5th August 2008

Using decision management to deliver intelligent business performance

James Taylor Posted by James Taylor
Categories: BI, BPM, Decision Management

Steve Cranford of PwC wrote an interesting piece called Bringing Order to Chaos (brought to my attention by Alan over at Tibco) that made me think. Steve’s focus is on the next software suite for enterprises (something he calls an Intelligent Business Performance Platform) consisting of business intelligence, business process and business rules. Reading this it seemed to me very like the concept of dynamic business applications seen recently from Forrester, though with a somewhat different focus.

While I agree that organizations need a platform for running their business more intelligently and more “by the numbers”, I think the components of such a platform are not BI, BPM and BRM but:

  • Performance management
    Using reporting and especially event-based dashboards to actively and effectively monitor ongoing business performance.
  • Process management
    To manage and improve the workflow and processes that deliver value.
  • Decision management
    To combine policies, regulations and analytic insight into continuously improving decisions.

I don’t like to use “BI” as a component as it is such a broad term and we are mostly talking about dashboards/monitoring and data mining/analytics rather than reporting.
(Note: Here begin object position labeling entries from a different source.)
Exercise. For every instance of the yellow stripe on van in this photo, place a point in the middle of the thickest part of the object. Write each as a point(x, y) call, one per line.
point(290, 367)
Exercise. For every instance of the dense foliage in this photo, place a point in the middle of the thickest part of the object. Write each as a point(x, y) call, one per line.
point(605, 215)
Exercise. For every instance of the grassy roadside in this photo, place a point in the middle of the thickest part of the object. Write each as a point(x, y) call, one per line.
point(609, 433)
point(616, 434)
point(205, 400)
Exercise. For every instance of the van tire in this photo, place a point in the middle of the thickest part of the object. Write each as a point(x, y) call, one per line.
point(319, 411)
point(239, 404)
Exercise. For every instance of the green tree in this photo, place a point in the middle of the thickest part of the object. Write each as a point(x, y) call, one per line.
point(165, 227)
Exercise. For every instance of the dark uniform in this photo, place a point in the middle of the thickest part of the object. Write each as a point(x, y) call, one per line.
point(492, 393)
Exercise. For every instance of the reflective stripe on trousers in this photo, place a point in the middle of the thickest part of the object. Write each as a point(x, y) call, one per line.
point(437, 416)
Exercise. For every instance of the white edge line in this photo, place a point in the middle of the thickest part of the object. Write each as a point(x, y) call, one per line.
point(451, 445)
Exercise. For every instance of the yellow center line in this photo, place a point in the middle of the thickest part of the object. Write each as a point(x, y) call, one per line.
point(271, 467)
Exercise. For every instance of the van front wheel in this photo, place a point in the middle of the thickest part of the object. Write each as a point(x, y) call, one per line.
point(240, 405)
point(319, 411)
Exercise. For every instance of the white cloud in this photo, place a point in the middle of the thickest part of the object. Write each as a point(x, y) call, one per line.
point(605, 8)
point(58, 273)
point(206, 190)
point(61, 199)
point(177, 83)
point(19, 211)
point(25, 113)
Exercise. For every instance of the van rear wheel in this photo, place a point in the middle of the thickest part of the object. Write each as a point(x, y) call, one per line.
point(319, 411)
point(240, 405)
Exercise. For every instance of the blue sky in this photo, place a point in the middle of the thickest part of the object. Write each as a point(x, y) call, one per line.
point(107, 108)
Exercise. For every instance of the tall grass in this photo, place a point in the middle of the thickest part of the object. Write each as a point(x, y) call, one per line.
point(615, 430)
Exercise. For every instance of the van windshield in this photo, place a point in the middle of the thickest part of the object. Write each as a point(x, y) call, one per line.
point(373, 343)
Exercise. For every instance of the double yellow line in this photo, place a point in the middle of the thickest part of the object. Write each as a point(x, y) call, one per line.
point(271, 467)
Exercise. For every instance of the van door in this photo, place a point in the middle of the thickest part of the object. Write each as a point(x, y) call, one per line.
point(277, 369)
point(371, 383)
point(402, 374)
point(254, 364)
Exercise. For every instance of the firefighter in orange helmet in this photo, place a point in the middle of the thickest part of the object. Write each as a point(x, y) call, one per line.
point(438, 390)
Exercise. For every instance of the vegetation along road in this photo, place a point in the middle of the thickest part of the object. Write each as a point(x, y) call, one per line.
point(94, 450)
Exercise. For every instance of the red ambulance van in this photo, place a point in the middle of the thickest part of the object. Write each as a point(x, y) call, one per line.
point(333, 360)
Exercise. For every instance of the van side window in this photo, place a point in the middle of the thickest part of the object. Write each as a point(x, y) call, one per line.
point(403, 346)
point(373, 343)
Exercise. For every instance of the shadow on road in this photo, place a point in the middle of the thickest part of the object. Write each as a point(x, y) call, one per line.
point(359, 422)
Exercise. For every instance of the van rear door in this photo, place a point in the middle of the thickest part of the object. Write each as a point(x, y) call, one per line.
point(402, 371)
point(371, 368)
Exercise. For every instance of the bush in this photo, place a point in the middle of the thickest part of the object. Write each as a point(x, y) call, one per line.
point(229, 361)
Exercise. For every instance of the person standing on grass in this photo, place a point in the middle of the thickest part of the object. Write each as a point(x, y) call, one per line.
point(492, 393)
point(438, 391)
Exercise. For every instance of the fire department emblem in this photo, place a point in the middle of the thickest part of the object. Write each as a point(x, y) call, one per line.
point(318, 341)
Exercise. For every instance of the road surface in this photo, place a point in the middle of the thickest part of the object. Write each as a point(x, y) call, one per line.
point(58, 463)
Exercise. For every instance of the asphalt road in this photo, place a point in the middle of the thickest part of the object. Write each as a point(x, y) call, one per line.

I also think business rules is too broad as it is a useful component of many elements (something Steve recognizes later in the article when he talks about all the different things involved). Splitting out the combination of data mining/analytics/business rules/optimization (decision management) makes it clearer, I think, what is required. After all I need to run efficient processes that rely on effective decisions and can be monitored reliably.

I also liked the drivers Steve outlined – a move to real-time, increasingly extended enterprises and a flat world though I have a longer list that I use when discussing the need for smarter systems. I would also add that it is not just about efficiency – actually also about effectiveness.

Steve sees this new platform having many of the characteristics I see with real-time data feeds, better use of data with data mining and analytics not reporting, dynamic dashboards for performance management, business control and all built on a service-oriented platform. Indeed I see decision services as crucial in all of this. Like Steve I also believe that this approach does not require a “rip and replace” mindset but allows you to add value to existing systems – essentially making existing systems smarter (hence the book title).

A final comment. Unlike Steve I don’t think such a platform requires a heroic effort. Lots of rules vendors have integrated analytics with rules, the best way to integrate Business Process and Decision Management integration is pretty well established and several vendors have integrated pieces of the puzzle well. Most of the rest can be done using standard service interfaces, portals etc. The products are, mostly, ready. Whether companies are is another question…

This entry was posted on Tuesday, August 5th, 2008 at 11:44 am and written by James Taylor. It is filed under BI, BPM, Decision Management.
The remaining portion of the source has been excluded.